The book contains examples of the following tropes:

  • A Date with Rosie Palms: Stephen invokes this when he tells his patriotic friend Madden that the only reason the Irish peasantry aren't as immoral as "French harlotry" is that "they can do it by hand".
  • Body Horror: The scene where Stephen’s mother asks Stephen if it’s “normal” for matter to be coming out of “the hole in Isabel’s stomach”, i.e. her navel.
  • Deadpan Snarker: Stephen, moreso in his later appearances in A Portrait of the Artist as a Young Man and Ulysses.
    —You know, he said, the writer, Bruno, was a terrible heretic.
    —Yes, said Stephen, and he was terribly burned.

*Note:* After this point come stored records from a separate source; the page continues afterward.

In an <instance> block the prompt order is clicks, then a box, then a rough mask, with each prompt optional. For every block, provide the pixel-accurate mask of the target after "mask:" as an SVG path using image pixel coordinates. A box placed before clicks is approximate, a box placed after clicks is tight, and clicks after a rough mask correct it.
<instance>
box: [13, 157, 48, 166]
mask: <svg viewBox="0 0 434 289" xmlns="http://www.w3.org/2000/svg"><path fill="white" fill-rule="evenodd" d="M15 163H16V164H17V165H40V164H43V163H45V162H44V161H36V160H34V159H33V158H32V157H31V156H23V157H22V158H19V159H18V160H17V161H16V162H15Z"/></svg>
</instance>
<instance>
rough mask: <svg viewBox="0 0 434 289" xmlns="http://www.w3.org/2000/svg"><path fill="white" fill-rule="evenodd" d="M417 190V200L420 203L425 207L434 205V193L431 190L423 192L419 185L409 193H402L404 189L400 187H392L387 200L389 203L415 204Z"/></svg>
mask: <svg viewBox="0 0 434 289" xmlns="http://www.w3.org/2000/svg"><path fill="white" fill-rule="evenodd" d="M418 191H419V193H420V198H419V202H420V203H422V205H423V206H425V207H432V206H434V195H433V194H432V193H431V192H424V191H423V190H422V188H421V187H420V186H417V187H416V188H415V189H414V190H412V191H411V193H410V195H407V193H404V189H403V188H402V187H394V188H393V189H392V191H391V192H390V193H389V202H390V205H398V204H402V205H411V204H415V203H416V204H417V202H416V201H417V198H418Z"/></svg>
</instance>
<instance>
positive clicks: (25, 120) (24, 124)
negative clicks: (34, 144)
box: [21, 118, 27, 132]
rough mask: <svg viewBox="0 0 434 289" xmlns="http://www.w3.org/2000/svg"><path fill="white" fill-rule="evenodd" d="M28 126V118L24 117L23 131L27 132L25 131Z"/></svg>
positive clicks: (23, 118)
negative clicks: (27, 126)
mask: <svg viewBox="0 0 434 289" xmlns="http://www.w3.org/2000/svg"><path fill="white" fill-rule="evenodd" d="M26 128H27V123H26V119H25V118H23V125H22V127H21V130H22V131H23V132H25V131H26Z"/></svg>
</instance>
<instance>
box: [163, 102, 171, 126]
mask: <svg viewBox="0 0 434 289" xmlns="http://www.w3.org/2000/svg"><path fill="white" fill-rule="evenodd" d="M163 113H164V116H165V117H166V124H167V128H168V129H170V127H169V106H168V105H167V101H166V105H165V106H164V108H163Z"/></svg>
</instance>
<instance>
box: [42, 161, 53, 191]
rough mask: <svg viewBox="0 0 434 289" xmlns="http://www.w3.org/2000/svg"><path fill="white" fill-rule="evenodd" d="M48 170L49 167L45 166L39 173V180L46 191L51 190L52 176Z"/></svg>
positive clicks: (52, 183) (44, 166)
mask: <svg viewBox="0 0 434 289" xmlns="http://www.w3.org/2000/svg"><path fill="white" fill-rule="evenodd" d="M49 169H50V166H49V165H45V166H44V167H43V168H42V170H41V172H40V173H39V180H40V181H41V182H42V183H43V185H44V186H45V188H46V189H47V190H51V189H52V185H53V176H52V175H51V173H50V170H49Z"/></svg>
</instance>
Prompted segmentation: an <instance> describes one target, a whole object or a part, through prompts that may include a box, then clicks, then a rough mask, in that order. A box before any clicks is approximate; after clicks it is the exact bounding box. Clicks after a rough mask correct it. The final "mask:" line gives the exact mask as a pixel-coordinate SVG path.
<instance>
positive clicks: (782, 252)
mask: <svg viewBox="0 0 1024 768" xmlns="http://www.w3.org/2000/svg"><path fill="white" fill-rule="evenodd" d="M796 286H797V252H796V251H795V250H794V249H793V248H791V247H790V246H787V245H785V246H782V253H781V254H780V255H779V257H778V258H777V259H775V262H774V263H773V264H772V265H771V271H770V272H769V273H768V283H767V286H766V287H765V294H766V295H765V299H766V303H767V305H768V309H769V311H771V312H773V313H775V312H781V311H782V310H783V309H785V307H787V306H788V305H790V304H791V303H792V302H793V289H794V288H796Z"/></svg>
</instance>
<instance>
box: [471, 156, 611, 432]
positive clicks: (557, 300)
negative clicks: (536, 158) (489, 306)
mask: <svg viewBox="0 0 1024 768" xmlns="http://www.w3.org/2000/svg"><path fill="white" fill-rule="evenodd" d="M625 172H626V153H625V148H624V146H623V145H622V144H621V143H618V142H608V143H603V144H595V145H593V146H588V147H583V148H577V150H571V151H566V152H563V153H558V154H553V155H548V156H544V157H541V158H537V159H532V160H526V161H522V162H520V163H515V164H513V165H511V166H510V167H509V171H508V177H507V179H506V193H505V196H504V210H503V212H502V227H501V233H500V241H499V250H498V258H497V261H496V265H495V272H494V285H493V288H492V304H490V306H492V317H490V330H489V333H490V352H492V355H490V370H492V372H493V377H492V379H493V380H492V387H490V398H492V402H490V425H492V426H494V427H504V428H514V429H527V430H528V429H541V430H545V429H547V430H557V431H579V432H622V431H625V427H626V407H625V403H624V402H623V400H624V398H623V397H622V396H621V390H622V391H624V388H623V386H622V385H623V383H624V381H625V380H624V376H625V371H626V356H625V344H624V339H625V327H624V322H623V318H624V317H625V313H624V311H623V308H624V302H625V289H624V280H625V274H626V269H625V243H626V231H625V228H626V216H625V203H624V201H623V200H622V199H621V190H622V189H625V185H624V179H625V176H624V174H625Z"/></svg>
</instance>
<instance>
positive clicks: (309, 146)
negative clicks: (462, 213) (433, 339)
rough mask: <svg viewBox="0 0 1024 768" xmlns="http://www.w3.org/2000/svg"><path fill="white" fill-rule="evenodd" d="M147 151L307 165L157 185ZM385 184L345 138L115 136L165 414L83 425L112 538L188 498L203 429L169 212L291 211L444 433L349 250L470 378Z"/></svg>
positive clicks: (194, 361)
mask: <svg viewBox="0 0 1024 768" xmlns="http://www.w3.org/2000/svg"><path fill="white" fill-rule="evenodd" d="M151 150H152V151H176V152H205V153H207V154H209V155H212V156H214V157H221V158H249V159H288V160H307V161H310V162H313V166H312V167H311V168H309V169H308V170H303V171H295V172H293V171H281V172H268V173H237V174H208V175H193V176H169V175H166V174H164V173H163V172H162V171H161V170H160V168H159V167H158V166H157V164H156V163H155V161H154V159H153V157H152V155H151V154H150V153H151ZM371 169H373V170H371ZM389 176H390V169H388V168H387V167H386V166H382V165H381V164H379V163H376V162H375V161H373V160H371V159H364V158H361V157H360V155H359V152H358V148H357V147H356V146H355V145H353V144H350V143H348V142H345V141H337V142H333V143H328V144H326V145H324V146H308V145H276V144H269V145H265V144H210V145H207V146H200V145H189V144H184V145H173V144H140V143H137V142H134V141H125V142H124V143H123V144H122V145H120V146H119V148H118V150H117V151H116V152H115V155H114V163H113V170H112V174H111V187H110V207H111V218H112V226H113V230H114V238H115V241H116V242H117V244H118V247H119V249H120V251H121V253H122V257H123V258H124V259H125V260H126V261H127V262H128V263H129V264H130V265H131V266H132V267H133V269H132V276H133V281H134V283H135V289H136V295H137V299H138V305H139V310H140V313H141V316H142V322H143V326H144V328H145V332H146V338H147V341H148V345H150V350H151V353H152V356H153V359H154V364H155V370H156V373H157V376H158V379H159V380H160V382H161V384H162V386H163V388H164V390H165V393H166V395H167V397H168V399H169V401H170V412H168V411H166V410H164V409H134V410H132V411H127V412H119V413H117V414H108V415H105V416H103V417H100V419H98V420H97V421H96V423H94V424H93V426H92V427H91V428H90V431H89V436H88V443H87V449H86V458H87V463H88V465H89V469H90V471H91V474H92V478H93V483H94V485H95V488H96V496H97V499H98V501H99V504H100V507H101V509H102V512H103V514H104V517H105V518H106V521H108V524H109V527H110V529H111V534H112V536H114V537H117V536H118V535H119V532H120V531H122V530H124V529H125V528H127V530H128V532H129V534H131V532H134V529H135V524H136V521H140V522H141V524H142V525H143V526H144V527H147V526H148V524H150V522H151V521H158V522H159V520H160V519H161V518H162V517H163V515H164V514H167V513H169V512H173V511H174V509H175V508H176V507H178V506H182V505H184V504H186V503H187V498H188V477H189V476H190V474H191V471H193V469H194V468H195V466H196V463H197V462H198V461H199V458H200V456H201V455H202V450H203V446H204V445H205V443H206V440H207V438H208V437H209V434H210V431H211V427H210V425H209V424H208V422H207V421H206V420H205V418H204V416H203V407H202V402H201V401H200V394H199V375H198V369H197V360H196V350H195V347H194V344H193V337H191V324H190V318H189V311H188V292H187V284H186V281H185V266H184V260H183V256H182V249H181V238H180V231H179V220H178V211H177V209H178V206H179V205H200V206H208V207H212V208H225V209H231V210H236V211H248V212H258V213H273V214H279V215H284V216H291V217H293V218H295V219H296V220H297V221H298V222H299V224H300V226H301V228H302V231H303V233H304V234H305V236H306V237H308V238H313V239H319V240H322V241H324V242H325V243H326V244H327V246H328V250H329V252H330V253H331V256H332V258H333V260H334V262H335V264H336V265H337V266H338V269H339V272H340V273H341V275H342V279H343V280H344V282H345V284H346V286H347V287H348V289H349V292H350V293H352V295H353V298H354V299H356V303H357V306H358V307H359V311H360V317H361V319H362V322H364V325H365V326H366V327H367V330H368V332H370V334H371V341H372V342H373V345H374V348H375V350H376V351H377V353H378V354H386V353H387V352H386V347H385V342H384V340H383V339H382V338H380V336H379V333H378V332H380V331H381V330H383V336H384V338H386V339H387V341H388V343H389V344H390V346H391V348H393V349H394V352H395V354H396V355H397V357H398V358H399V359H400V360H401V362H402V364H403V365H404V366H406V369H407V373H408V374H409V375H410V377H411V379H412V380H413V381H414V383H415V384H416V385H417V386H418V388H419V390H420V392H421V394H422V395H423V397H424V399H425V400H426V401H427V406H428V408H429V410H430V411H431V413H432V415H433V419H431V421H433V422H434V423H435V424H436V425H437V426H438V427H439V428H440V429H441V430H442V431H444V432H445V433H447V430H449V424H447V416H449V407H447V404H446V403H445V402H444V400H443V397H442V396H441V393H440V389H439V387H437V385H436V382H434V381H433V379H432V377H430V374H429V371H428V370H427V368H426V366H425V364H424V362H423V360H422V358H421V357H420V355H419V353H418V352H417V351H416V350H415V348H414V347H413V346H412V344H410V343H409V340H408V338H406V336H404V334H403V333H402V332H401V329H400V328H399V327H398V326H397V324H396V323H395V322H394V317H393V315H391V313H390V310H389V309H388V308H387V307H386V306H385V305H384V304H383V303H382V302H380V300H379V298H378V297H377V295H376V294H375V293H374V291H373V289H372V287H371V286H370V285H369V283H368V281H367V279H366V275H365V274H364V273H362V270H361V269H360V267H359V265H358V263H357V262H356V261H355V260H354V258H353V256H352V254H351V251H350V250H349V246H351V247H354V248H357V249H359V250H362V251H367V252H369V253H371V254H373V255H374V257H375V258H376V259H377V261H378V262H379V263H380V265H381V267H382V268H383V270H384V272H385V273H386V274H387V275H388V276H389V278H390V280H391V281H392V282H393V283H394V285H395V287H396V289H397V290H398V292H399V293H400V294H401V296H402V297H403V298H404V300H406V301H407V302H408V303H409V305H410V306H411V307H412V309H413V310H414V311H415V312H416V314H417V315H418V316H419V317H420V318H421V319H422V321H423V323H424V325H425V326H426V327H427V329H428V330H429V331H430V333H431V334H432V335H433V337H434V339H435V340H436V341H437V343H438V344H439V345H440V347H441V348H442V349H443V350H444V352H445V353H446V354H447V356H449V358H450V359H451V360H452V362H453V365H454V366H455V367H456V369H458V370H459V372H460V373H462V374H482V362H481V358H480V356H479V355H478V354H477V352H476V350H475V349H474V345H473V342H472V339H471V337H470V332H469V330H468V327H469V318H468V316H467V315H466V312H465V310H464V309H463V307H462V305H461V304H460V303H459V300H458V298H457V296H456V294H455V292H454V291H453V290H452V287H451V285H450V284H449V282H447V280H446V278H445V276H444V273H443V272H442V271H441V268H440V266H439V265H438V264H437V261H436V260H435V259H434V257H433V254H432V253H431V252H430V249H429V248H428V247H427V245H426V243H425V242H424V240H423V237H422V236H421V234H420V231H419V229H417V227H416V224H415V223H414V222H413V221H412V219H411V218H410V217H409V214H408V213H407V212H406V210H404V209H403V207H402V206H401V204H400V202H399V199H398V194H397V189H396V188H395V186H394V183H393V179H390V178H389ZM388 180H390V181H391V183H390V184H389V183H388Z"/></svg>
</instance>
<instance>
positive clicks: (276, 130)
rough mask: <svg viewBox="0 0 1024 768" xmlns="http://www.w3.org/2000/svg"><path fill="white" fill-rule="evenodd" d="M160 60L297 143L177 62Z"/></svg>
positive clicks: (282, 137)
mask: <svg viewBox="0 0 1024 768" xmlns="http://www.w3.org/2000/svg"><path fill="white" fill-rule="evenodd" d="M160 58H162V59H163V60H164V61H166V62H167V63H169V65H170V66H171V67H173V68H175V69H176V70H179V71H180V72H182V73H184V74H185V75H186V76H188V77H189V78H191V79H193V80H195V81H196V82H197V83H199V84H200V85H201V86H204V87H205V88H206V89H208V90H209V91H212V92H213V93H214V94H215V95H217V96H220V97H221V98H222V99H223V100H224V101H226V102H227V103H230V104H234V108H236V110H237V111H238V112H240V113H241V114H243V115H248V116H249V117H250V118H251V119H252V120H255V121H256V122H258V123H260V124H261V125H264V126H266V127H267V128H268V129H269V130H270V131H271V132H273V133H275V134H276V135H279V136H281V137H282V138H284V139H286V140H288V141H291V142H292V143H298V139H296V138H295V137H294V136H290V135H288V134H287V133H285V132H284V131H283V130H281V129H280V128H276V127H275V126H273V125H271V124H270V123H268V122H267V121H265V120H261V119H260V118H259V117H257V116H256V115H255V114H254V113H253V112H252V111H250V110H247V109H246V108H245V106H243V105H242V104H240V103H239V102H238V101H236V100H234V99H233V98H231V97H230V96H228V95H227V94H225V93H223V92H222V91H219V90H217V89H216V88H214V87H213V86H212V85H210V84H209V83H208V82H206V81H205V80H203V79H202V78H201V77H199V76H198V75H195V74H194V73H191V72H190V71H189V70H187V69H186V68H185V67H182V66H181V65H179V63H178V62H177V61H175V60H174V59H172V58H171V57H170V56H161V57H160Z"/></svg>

  • No Celebrities Were Harmed: He was only a celebrity in retrospect, but Hughes, Stephen’s Irish teacher, is loosely based on Patrick Pearse, who after the period depicted in the book would go on to be one of the leaders of the 1916 Easter Rising in Dublin.
  • Obfuscating Stupidity: Stephen thinks that Temple is all about this, as he's constantly asking amusingly inane questions which nevertheless have a point.
  • Patriotic Fervor: Madden is a fervent Irish nationalist who's eternally trying to rope Stephen into the cause.
  • Smart People Know Latin: Parodied. Stephen’s friends, especially Cranly, speak a crude form of Latin to each other, using mostly English grammar, for humorous purposes (not quite Canis Latinicus because it’s not just English words changed around to sound vaguely Latin.) Temple is terrible at it and has to drop in occasional French words when he can’t think of the Latin ones:
    Cranly at last observed Stephen walking at the edge of the path and said:
    Ecce orator qui in malo humore est. (“Look at the speaker in a bad mood.”)
    Non sum, said Stephen. (“I’m not.”)
    Credo ut testis, said Cranly. (“I believe you are.”)
    Minime. (“Hardly.”)
    Credo ut vos sanguinarius mendax estis quia facies vestra mostrat [sic] ut vos in malo humore estis. (“I believe you’re a bloody liar when it’s all over your face that you’re in a bad mood.”)
  • Spell My Name with an S: Stephen Daedalus, whose surname would be rewritten as "Dedalus" in the books Joyce actually published.
  • Stylistic Suck: Stephen’s Irish teacher Hughes writes terrible poetry.
  • Take That!: The book contains numerous ones to Joyce’s own personal dislikes, such as university tutors who know less than him about their subjects, college friends who are trying to rope him into one cause or another, and the general spiritual stagnation of Ireland.